STOCK VALUE FOR CAPITAL STOCK
When a corporation is created, it issues a certain number of shares of stock, which are
then sold to the stockholders. Stock can be issued with:
1. Par Value 2. No Par Value with No Stated Value
3. No Par Value with Stated
Value
Par Value an arbitrary value placed on each share at the time of authorization. Par
value of all outstanding stock is the legal capital an amount that a corporation must
retain in the business for protection of creditors.
Stated Value an arbitrary amount assigned to each share of no-par stock by the board
of directors.
STOCKHOLDERS EQUITY the owners equity of a corporation.
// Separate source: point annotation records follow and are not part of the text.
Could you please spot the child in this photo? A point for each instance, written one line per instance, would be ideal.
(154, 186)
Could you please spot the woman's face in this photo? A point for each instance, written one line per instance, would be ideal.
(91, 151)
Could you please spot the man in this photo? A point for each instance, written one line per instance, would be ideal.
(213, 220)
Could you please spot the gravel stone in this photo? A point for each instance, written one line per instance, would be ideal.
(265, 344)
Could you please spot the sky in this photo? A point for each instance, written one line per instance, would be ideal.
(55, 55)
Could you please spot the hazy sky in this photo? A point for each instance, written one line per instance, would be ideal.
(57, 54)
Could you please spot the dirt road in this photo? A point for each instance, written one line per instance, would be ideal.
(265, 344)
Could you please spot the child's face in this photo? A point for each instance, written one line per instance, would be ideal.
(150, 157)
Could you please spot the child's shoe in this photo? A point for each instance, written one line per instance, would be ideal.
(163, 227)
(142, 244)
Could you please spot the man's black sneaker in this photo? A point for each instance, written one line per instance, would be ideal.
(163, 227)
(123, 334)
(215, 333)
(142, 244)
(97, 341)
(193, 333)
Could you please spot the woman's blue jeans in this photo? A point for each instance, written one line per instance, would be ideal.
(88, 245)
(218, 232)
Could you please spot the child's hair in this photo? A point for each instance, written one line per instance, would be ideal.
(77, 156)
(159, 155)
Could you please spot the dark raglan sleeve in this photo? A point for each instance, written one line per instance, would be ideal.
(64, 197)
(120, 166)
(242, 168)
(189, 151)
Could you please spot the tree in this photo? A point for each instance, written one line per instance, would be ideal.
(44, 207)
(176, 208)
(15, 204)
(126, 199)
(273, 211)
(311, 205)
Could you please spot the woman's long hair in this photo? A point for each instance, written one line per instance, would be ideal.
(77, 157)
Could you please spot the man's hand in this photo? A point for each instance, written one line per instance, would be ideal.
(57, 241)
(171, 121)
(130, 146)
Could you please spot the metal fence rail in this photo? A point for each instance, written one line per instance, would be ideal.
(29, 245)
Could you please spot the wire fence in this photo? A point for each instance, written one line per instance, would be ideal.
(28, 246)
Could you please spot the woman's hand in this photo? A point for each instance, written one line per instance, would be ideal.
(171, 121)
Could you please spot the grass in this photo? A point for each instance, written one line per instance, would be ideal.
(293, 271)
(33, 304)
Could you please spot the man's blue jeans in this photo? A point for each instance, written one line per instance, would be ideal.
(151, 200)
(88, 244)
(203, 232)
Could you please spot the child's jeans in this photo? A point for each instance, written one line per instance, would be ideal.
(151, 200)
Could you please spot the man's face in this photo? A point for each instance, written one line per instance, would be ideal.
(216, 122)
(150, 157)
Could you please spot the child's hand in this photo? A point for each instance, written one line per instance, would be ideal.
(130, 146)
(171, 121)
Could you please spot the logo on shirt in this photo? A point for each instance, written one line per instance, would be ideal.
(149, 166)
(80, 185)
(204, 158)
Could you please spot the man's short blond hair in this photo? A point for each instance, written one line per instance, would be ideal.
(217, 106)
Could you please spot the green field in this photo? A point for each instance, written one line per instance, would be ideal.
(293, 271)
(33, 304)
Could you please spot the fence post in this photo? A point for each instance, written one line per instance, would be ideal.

The two main sources
of stockholders equity are:
1. PAID-IN CAPITAL this is the amount that stockholders have invested in the
business. It is equal to the values of the assets (usually cash) that have been
contributed by the stockholders.
2. RETAINED EARNINGS these are accumulated profits of earnings that are
retained or kept in the corporation.
The paid-in capital contributed by the stockholders is recorded in accounts for each class
of stock and paid-in capital in excess of par. If there is only one class of stock, the
account is entitled common stock or capital stock.
The retained earnings amount resulting from crediting the balance in the income
summary account (the net income) to a retained earnings account at the end of an
accounting period and debiting it for dividends declared.